HOUSTON (NYTimes) - Len Wein, a prolific comic book writer who collaborated on bringing to life two of the art form's best-known characters, Wolverine and Swamp Thing, died on Sunday in Los Angeles. He was 69.
His wife said he had been struggling with heart problems and other ailments.
In a career spanning almost a half-century, Wein wrote for Batman, the Flash, Superman, the Justice League Of America and numerous other comics series.
He was also an editor, perhaps most notably on DC's pivotal Watchmen series in the 1980s. He had writing credits on numerous television shows, many of them based on characters he had helped create.
"I first met him in 2008," Hugh Jackman, who played Wolverine in films, said on Sunday on Twitter. "I told him - from his heart, mind & hands came the greatest characters in comics."
Leonard Norman Wein was born on June 12, 1948, in New York. By the time he received an art degree at Farmingdale State College, he was already known around the DC Comics offices in New York.
He and his friend Marv Wolfman had begun turning up for the regular tours of those offices as teenagers.
Wein was aiming to become an artist until someone at DC, assessing his offerings, told him, "I don't think the art's quite there, but I kind of like these stories".

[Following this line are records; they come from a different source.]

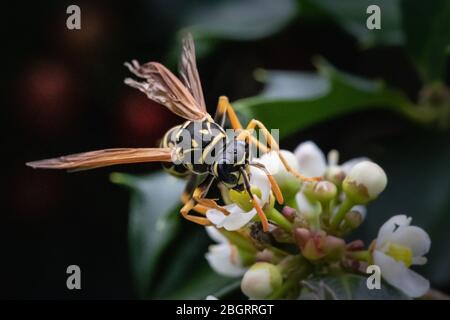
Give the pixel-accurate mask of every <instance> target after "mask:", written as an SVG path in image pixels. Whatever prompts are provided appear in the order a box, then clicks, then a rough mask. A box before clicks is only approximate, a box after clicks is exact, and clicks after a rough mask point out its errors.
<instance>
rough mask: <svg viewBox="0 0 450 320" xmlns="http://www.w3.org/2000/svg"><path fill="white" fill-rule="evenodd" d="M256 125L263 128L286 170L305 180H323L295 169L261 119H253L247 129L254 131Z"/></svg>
mask: <svg viewBox="0 0 450 320" xmlns="http://www.w3.org/2000/svg"><path fill="white" fill-rule="evenodd" d="M256 127H258V128H260V129H261V132H262V134H263V135H264V138H265V139H266V141H267V144H268V145H269V150H273V151H275V152H276V153H277V155H278V157H279V158H280V160H281V162H282V163H283V166H284V168H285V169H286V171H288V172H289V173H291V174H292V175H294V176H295V177H297V178H299V179H300V180H303V181H320V180H322V178H321V177H311V178H309V177H305V176H304V175H302V174H301V173H300V172H297V170H295V169H293V168H292V167H291V166H290V165H289V164H288V162H287V160H286V159H285V158H284V156H283V155H282V154H281V152H280V146H279V145H278V143H277V142H276V141H275V139H274V138H273V136H272V135H271V134H270V132H269V130H267V128H266V127H265V126H264V124H263V123H262V122H261V121H258V120H256V119H253V120H251V121H250V122H249V124H248V125H247V128H246V130H249V131H250V132H252V130H254V129H255V128H256Z"/></svg>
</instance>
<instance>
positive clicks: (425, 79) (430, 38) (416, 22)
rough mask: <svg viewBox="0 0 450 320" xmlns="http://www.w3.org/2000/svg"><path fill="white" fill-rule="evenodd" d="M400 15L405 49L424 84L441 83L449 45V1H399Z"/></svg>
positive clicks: (408, 0)
mask: <svg viewBox="0 0 450 320" xmlns="http://www.w3.org/2000/svg"><path fill="white" fill-rule="evenodd" d="M402 13H403V26H404V30H405V35H406V43H407V48H408V51H409V52H410V53H411V55H412V56H413V58H414V59H415V62H416V64H417V65H418V67H419V71H420V73H421V74H422V76H423V77H424V79H425V80H427V81H433V80H443V79H444V77H445V72H446V60H447V56H446V54H447V53H446V48H447V47H448V46H449V45H450V23H449V21H450V2H449V1H447V0H433V1H421V0H407V1H402Z"/></svg>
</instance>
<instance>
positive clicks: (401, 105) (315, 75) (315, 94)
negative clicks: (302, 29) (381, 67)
mask: <svg viewBox="0 0 450 320" xmlns="http://www.w3.org/2000/svg"><path fill="white" fill-rule="evenodd" d="M318 69H319V72H318V74H312V73H306V72H285V71H264V72H263V75H262V76H261V72H259V78H264V80H265V81H266V87H265V89H264V91H263V92H262V94H261V95H258V96H255V97H251V98H246V99H242V100H238V101H235V102H234V103H233V105H234V107H235V108H236V110H237V111H239V112H240V113H241V114H242V115H243V116H245V117H247V118H248V119H251V118H256V119H258V120H260V121H262V122H263V123H264V124H265V125H266V126H267V127H268V128H269V129H270V128H272V129H280V132H279V133H280V138H283V137H286V136H288V135H289V134H292V133H294V132H296V131H298V130H300V129H304V128H307V127H309V126H312V125H314V124H317V123H320V122H323V121H326V120H329V119H332V118H335V117H338V116H342V115H344V114H348V113H351V112H357V111H363V110H366V109H369V108H375V107H378V108H385V109H389V110H392V111H396V112H404V111H405V110H407V109H409V108H410V105H411V104H410V102H409V100H408V99H407V98H406V97H405V95H404V94H403V93H401V92H400V91H398V90H395V89H392V88H389V87H387V86H386V85H384V83H383V82H381V81H372V80H367V79H363V78H360V77H356V76H353V75H349V74H346V73H343V72H340V71H338V70H336V69H334V68H333V67H331V66H330V65H328V64H325V63H323V62H322V63H319V64H318Z"/></svg>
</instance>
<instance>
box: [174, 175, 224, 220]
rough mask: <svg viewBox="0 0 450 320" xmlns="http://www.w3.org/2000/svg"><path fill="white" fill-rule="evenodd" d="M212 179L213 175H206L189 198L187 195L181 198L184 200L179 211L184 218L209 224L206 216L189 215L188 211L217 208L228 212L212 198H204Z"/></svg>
mask: <svg viewBox="0 0 450 320" xmlns="http://www.w3.org/2000/svg"><path fill="white" fill-rule="evenodd" d="M214 180H215V178H214V176H210V177H208V178H207V179H206V180H205V181H203V182H202V183H201V184H200V185H199V186H198V187H197V188H195V189H194V191H193V192H192V197H191V198H189V199H188V198H187V197H184V199H182V200H183V202H184V206H183V208H181V210H180V213H181V215H182V216H183V217H184V218H186V219H187V220H189V221H192V222H195V223H197V224H201V225H204V226H208V225H211V222H210V221H209V220H208V219H207V218H205V217H199V216H194V215H190V214H189V212H190V211H191V210H195V211H197V212H198V213H201V214H206V211H207V210H208V209H218V210H220V211H222V212H223V213H224V214H229V212H228V211H226V210H225V209H224V208H222V207H220V206H219V205H218V204H217V203H216V202H215V201H214V200H212V199H205V196H206V194H207V193H208V190H209V188H210V187H211V185H212V183H213V182H214Z"/></svg>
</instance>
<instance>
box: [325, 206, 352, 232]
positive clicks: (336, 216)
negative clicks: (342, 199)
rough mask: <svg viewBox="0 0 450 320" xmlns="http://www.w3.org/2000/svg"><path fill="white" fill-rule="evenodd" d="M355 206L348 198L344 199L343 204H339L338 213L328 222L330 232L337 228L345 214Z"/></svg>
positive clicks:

He and Wolfman sold their first work to DC in 1968.
Wein found success relatively quickly when he and artist Bernie Wrightson created Swamp Thing, who first appeared in 1971.
The humanoid, plant-like superhero made a strong impression, especially on others who were writing comics or aspired to.

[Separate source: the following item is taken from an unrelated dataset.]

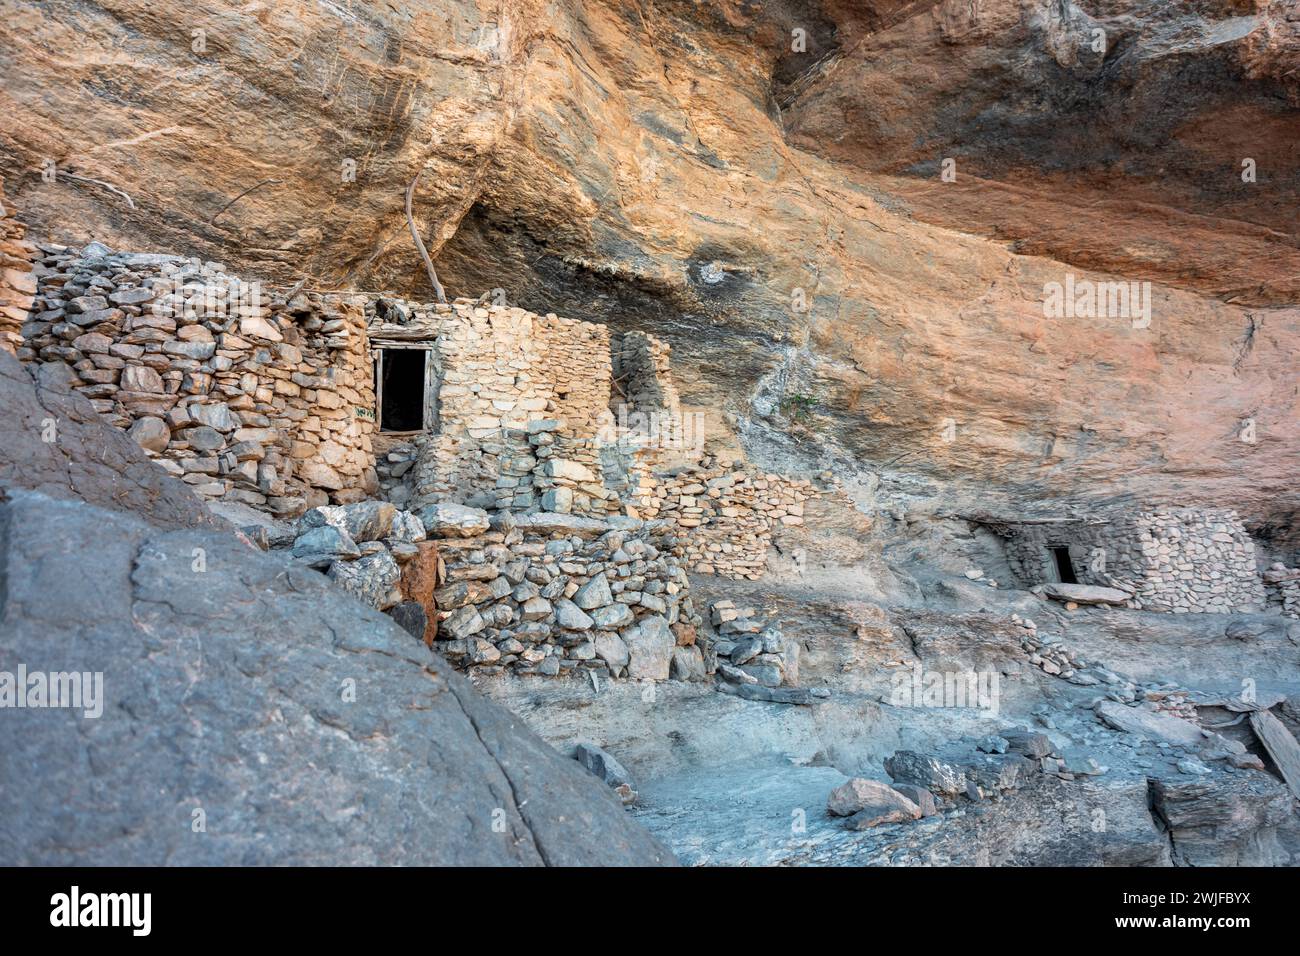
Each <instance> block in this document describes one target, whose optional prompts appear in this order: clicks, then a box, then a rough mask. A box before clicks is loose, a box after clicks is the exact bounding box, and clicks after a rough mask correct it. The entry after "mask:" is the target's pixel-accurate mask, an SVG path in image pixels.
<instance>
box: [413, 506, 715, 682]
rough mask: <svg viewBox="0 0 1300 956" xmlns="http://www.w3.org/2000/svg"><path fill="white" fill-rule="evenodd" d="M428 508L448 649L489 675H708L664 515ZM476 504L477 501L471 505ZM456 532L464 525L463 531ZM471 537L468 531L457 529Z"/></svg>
mask: <svg viewBox="0 0 1300 956" xmlns="http://www.w3.org/2000/svg"><path fill="white" fill-rule="evenodd" d="M458 507H459V506H455V505H441V506H439V505H434V506H429V507H426V509H425V510H424V511H421V515H422V518H424V522H425V524H426V525H428V527H429V533H430V536H438V535H448V533H450V536H445V537H441V538H439V540H438V551H439V555H441V559H442V566H443V574H442V583H441V587H439V589H438V591H437V592H434V594H433V604H434V605H435V606H437V609H438V610H437V615H438V618H439V623H438V637H439V640H438V641H437V643H435V645H434V646H435V648H437V649H438V650H439V652H441V653H442V654H445V656H446V657H447V658H448V659H450V661H451V662H452V663H455V665H456V666H460V667H465V669H474V670H478V671H480V672H484V674H491V672H498V671H502V670H507V669H508V670H511V671H513V672H516V674H537V675H541V676H563V675H573V676H578V675H586V674H588V672H593V674H595V675H598V676H606V678H632V679H641V680H667V679H668V678H669V676H671V678H673V679H679V680H702V679H703V678H705V676H706V670H705V659H703V654H702V649H701V648H699V646H697V644H695V635H697V626H698V624H699V623H701V618H699V615H697V614H695V610H694V607H693V605H692V601H690V594H689V581H688V580H686V574H685V571H684V570H682V567H681V566H680V562H679V561H677V559H676V558H675V557H673V555H672V554H671V553H669V551H668V550H667V549H666V548H664V546H663V542H662V540H660V537H659V531H658V529H656V527H655V525H654V524H653V523H645V522H640V520H636V519H629V518H612V519H594V518H586V516H580V515H556V514H546V512H539V514H534V515H520V516H517V518H516V516H515V515H513V514H512V512H510V511H502V512H498V514H497V515H494V516H493V518H491V519H490V520H491V524H490V527H489V524H487V523H489V516H487V514H486V512H477V514H478V515H481V519H480V520H478V523H473V522H468V520H464V516H463V515H459V514H458V512H456V511H455V510H456V509H458ZM460 511H464V512H468V511H472V509H460ZM452 529H454V531H452ZM456 535H463V536H456Z"/></svg>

In 1975, Wein joined artist David Cockrum to relaunch Marvel Comics' X-Men, the team of mutant superheroes created in 1963 by Stan Lee and Jack Kirby.
Wein and Cockrum created new characters, including Storm, Nightcrawler and Colossus.
Wolverine, who first appeared in an Incredible Hulk story Wein wrote, also joined the X-Men universe, which yielded not only many comics but also a profitable series of movies.